What are the specifics?
So your manager has given you a project, you will need to know the specifics so that you can deliver what is expected. Make sure you ask them the following:
- What are the objectives of this project?
- Is it an ongoing project, or is there a deadline for success?
- If you have a deadline, is it realistic?
- What are you being judged on here?
Don’t let your manager get away with vague instructions.
This is so important because it is so easy for them to do. You are there to support them so they may spend less time explaining what they need from you than they would do with your colleagues.
Always define the specifics back to your manager (either with a follow-up email or during the initial project conversation).
With long term tasks, such as scheduling or email management, do the same thing, define exactly how they want you to manage their correspondence and calendar.
Again have this conversation immediately if you haven’t already – how else do you know if you are meeting their expectations? If you have been working with your manager for a while, it is always worth having a review meeting to suggest new ways of working and any best practice you have picked up from colleagues or previous roles you’ve been in.

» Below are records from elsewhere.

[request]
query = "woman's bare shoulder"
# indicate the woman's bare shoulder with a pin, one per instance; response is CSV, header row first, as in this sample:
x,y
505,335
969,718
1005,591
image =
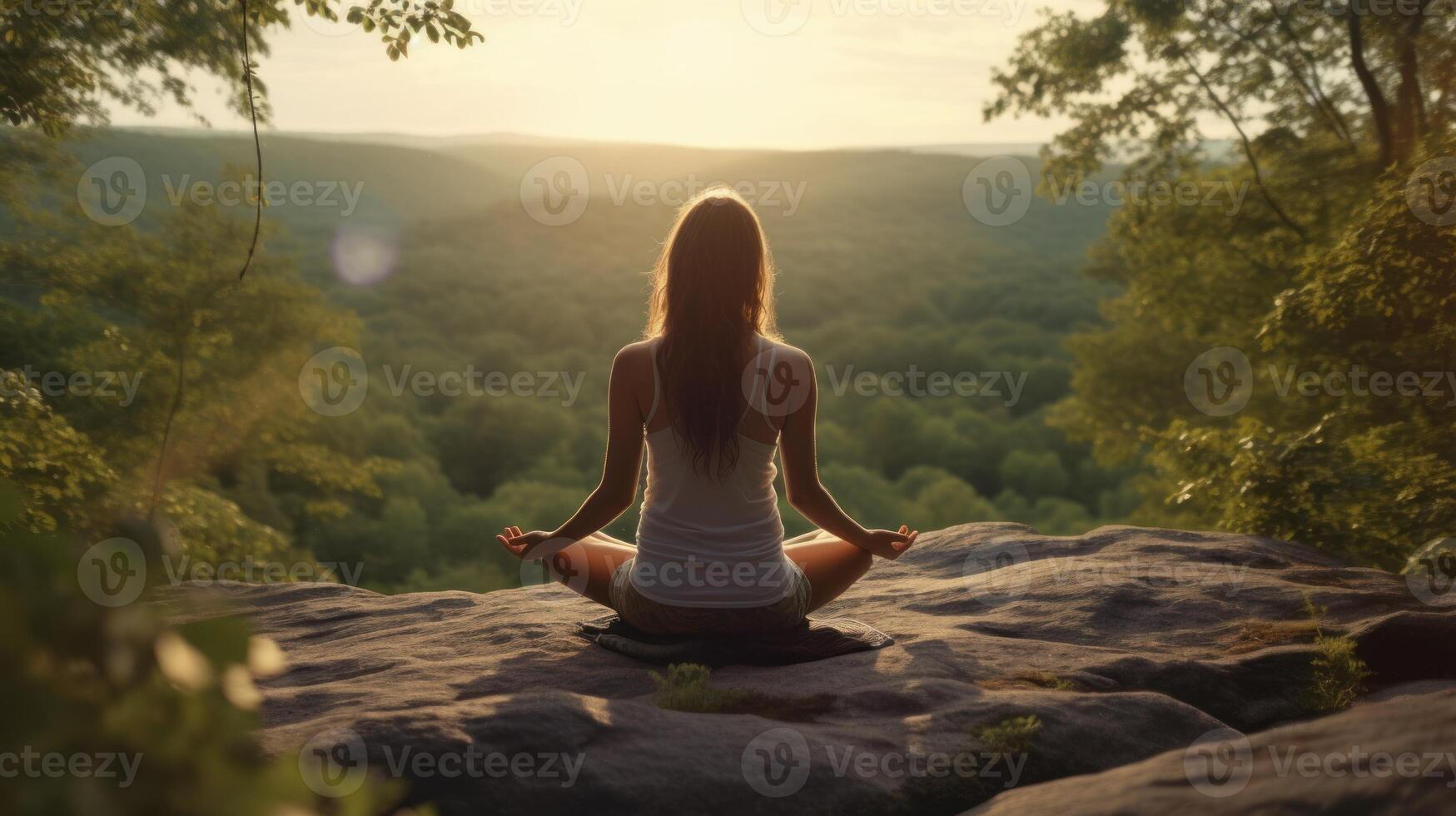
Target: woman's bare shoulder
x,y
635,361
787,351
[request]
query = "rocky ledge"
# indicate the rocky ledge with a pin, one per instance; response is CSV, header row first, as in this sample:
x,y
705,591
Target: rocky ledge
x,y
1125,670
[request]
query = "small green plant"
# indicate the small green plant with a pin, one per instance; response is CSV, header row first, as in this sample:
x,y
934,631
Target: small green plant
x,y
1337,675
1009,736
684,688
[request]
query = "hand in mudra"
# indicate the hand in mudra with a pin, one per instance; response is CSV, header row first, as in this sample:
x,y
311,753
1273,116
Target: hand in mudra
x,y
520,544
888,544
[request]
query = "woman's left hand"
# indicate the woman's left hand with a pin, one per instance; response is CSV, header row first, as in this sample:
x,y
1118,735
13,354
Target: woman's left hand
x,y
520,544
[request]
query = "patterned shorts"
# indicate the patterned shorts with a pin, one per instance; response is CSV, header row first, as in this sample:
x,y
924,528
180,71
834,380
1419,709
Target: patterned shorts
x,y
663,619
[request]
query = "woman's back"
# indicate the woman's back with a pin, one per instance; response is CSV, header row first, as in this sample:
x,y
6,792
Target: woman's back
x,y
708,538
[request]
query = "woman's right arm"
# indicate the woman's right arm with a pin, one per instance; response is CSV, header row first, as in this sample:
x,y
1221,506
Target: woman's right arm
x,y
806,493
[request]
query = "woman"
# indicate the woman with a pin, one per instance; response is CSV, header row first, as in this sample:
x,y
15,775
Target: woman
x,y
713,394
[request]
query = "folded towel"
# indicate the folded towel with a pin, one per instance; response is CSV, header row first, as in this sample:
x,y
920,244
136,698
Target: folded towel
x,y
816,640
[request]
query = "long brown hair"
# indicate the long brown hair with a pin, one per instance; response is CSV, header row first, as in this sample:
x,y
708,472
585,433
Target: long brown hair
x,y
713,289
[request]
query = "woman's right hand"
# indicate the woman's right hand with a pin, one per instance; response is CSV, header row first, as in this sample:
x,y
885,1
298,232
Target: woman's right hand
x,y
888,544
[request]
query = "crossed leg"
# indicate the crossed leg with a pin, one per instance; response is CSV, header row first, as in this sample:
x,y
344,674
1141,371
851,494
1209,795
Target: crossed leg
x,y
830,565
587,565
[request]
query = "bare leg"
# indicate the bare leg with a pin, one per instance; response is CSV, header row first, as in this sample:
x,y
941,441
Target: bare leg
x,y
587,565
830,565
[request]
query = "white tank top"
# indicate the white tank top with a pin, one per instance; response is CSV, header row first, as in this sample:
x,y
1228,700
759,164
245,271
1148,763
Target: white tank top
x,y
702,541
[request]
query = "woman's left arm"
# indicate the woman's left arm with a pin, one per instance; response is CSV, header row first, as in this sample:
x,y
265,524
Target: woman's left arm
x,y
616,491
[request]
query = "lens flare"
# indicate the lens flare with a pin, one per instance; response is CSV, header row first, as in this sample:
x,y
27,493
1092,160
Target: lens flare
x,y
365,256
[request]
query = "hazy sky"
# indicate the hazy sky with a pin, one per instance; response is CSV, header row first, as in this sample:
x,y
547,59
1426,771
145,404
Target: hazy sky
x,y
772,73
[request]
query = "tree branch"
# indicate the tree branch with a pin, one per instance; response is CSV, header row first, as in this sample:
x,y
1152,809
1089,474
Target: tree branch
x,y
1248,149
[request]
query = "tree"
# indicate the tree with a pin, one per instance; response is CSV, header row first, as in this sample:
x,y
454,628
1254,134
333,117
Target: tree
x,y
1327,266
62,63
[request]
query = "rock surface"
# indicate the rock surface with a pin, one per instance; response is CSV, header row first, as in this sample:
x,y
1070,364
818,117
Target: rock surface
x,y
1127,644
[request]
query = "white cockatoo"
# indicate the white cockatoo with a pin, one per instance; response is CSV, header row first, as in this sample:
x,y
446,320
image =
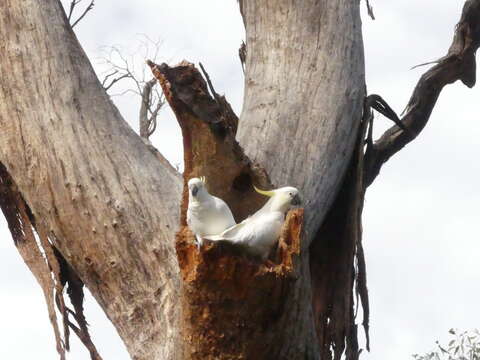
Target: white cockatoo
x,y
259,232
206,214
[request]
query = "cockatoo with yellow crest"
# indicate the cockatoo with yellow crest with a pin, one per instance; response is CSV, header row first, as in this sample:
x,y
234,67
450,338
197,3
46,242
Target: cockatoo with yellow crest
x,y
206,214
259,232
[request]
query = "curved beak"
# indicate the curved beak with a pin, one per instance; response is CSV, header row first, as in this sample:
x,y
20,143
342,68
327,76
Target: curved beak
x,y
296,200
194,190
263,192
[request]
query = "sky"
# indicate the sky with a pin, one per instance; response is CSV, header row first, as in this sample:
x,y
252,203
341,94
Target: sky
x,y
421,214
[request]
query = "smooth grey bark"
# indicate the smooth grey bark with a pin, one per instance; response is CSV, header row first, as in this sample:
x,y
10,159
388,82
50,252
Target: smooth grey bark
x,y
112,208
92,185
304,90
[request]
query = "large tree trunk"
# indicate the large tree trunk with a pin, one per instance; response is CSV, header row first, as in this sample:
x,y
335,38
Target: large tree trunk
x,y
94,189
110,210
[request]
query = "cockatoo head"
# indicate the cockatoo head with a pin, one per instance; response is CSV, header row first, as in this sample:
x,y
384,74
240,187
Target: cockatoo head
x,y
196,188
281,199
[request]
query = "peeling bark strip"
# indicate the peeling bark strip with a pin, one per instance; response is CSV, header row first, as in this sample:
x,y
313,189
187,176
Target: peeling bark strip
x,y
46,264
332,258
208,128
96,192
458,64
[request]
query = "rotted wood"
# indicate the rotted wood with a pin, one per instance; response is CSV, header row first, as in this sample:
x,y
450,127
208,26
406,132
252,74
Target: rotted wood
x,y
233,307
210,149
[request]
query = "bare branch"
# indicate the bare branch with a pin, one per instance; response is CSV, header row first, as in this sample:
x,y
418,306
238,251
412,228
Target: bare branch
x,y
126,66
87,9
458,64
107,87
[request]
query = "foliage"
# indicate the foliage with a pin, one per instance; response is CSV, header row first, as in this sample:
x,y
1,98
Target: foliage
x,y
462,346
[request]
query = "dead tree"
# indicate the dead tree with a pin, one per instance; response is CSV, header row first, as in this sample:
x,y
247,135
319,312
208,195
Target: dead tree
x,y
110,215
121,67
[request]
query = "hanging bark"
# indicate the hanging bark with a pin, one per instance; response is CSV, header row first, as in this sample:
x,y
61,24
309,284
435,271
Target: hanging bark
x,y
111,206
105,201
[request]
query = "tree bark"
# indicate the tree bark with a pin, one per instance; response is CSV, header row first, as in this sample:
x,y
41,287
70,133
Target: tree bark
x,y
304,89
96,191
71,168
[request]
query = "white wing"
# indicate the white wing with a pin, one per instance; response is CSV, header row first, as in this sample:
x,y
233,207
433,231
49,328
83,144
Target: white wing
x,y
257,234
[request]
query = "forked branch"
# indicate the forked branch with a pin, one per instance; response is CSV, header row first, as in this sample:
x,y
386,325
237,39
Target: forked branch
x,y
458,64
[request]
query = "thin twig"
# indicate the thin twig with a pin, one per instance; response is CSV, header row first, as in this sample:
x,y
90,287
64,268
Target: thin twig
x,y
210,85
87,9
115,81
370,10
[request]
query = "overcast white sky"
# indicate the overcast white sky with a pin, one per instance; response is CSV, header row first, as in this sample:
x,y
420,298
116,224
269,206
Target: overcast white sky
x,y
421,216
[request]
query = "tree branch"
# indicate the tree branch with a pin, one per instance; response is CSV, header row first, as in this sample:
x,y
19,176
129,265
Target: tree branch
x,y
458,64
209,139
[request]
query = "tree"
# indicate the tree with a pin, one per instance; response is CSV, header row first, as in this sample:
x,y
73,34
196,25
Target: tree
x,y
106,210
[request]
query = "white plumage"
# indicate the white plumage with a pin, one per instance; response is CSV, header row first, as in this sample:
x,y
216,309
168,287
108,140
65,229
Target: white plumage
x,y
206,214
259,232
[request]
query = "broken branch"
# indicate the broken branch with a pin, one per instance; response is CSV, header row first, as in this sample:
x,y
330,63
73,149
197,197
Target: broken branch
x,y
458,64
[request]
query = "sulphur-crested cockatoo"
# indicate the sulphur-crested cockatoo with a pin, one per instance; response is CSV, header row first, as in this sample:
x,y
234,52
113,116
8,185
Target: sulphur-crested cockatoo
x,y
259,232
206,214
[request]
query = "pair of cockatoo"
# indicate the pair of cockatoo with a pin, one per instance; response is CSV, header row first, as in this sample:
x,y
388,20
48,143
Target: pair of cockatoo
x,y
210,218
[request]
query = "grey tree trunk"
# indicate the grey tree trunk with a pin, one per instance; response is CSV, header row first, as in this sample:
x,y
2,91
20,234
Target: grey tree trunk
x,y
110,213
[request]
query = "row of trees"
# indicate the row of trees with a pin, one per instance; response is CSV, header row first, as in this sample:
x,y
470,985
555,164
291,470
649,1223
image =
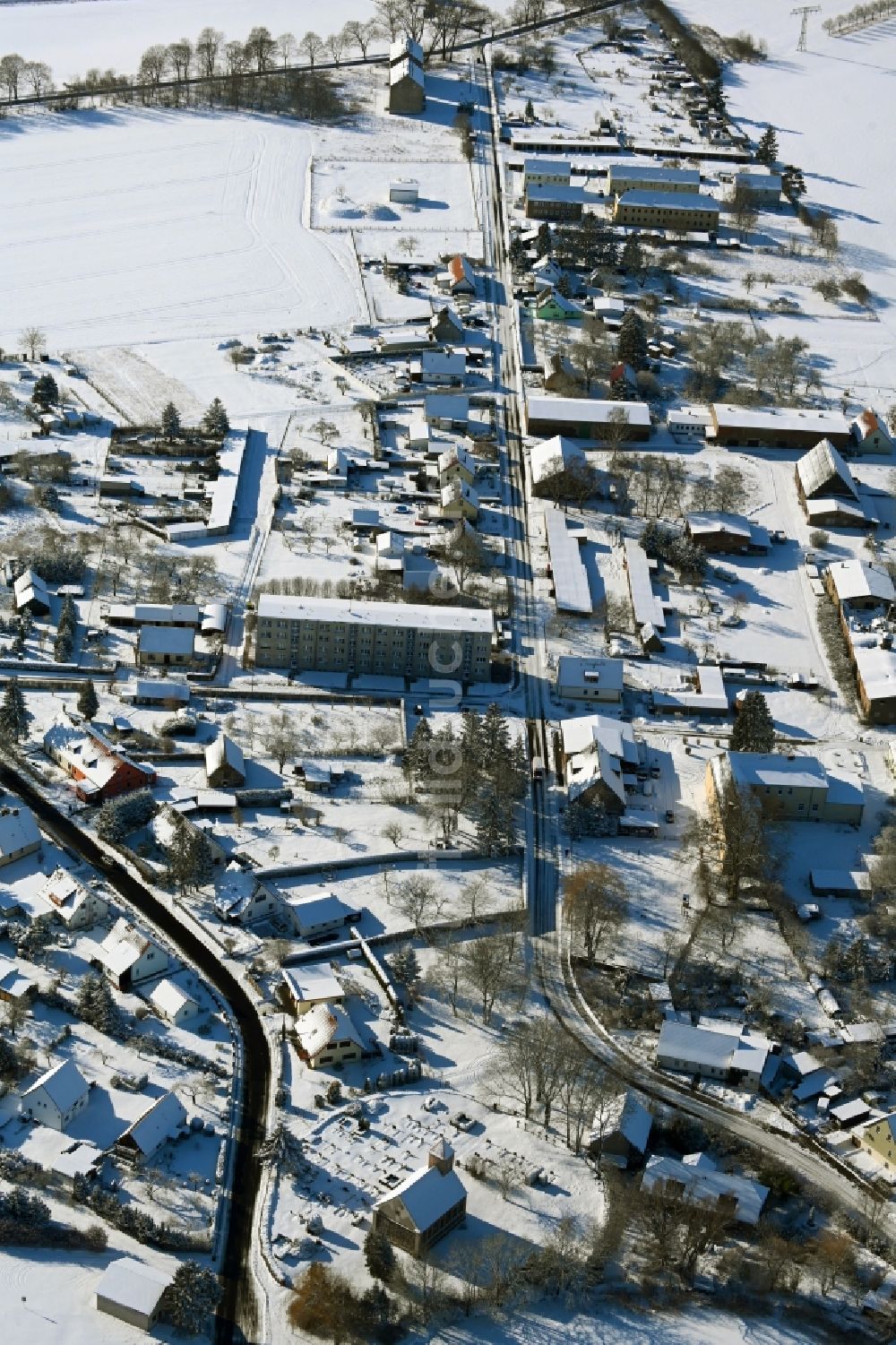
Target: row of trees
x,y
480,771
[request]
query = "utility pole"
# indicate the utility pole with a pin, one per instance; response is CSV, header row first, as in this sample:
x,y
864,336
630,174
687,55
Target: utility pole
x,y
805,10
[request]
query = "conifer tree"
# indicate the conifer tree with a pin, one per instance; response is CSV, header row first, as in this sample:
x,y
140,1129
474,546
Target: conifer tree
x,y
631,346
380,1256
215,420
13,716
169,421
88,701
767,148
754,727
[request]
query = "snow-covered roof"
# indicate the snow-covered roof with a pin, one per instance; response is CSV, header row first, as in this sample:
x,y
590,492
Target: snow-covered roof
x,y
585,673
452,407
689,201
169,998
321,912
64,1084
223,751
123,947
349,612
159,1122
585,410
652,172
167,639
646,606
13,980
155,614
323,1025
823,467
616,736
571,577
860,580
426,1196
132,1283
780,418
64,892
877,670
547,168
155,689
313,985
708,523
705,1185
18,830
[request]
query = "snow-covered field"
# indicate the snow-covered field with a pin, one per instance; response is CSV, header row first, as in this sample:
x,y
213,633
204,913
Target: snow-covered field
x,y
831,107
74,37
123,226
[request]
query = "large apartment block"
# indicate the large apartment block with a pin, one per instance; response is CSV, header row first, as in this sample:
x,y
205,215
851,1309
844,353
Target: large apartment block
x,y
386,639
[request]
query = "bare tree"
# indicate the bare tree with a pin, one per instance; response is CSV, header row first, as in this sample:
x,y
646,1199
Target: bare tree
x,y
34,341
595,902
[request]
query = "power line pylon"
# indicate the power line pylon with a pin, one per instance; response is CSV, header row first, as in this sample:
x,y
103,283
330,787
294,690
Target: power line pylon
x,y
805,10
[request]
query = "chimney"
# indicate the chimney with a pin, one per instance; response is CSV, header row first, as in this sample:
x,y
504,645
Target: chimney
x,y
442,1156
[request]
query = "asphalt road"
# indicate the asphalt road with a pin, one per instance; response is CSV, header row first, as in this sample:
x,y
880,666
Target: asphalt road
x,y
237,1318
815,1167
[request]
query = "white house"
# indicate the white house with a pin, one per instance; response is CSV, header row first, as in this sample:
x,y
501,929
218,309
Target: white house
x,y
590,679
19,834
315,918
70,901
715,1049
172,1002
129,956
243,899
327,1036
308,986
700,1181
58,1097
161,1121
132,1291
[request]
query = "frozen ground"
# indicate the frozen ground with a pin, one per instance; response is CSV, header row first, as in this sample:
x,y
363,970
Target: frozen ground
x,y
349,193
831,107
553,1325
115,32
145,225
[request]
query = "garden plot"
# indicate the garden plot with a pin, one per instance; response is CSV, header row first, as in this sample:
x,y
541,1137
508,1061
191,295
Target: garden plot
x,y
348,194
350,1169
461,889
134,225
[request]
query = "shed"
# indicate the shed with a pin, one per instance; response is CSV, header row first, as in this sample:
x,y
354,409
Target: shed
x,y
132,1291
225,763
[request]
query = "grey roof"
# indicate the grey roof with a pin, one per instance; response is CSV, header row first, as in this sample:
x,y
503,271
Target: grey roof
x,y
131,1283
345,611
823,469
571,579
689,201
426,1196
167,639
64,1084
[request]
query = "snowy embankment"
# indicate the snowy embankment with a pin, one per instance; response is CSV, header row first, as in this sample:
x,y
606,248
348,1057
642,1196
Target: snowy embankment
x,y
831,107
139,226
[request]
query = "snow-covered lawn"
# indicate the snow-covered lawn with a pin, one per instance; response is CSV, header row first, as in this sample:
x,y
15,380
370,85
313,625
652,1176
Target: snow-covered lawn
x,y
346,193
147,225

Suggest this to your manager and work in ways to ask precisely what their expectations are!
Evaluate and Re-evaluate!
During your working day, it is always worthwhile keeping your manager in the loop. Let them know if you have hit any obstacles, what you are doing to overcome them and any progress you have made. Adjust what is required of you depending on the feedback you receive from your manager.
Don’t always seek approval but do evaluate their expectations based on the everyday conversations that you have.
Invest in your relationship
Again this is something I’ve mentioned in previous posts. It is the case that the better your relationship, the easier it is to manage your boss’s expectations.
Invest time in getting to know each other, go out for the occasional coffee and do ask about their life outside of work. Also, appreciate their sense of humour and laugh at the occasional joke (even if you have to force yourself!)
Are the expectations realistic?
This is when having a good relationship with your manager comes into its own because it can be hard to speak up when expectations of you are unrealistic. You must stand up for yourself. It might feel uncomfortable, to begin with, but it will ultimately help.
You don’t want to fail in meeting their expectations because you haven’t been honest with them. If you do have concerns that you won’t be able to meet deadlines, plan an alternative approach and discuss that with your manager. Don’t bury your head in the sand and hope to get through everything.
Also, think about the best time to raise your concerns. Having an awareness of their moods through the day will help you pick a good point to discuss any issues with them.
Have a contingency plan
I know this can be difficult with all of the work that most of us have to get through in a day, but I do think it is worthwhile having a little contingency time in place every day so that you can manage any urgent requests that come from your boss.
If you can drop everything and help them immediately, you will exceed their expectations. If that contingency time isn’t used, then you have some extra time to play with each day, yay!
Proactivity will always be a central skill for assistants, and again it is imperative when you want to exceed expectations. Do be self-motivated and go the extra mile for your manager.
Be helpful and easy to work with.
One little tip is always to ask your manager if there is anything more you can do for them before you go home at the end of a working day.
It is an excellent way of showing that you are thinking of them when you are thinking about going home. If there is anything they need you to do at least they have delegated it and you can deal with the request first thing in the morning. Do think to yourself ‘what can I do today that will make my boss’s job easier’.
You want your boss to have high expectations!
There is nothing worse than having a manager that doesn’t expect much from their assistant. Trust me; it is like an uphill battle trying to convince them you can do more. Having a boss that expects great things from you means that you can perform to a higher level and you can excel in the role.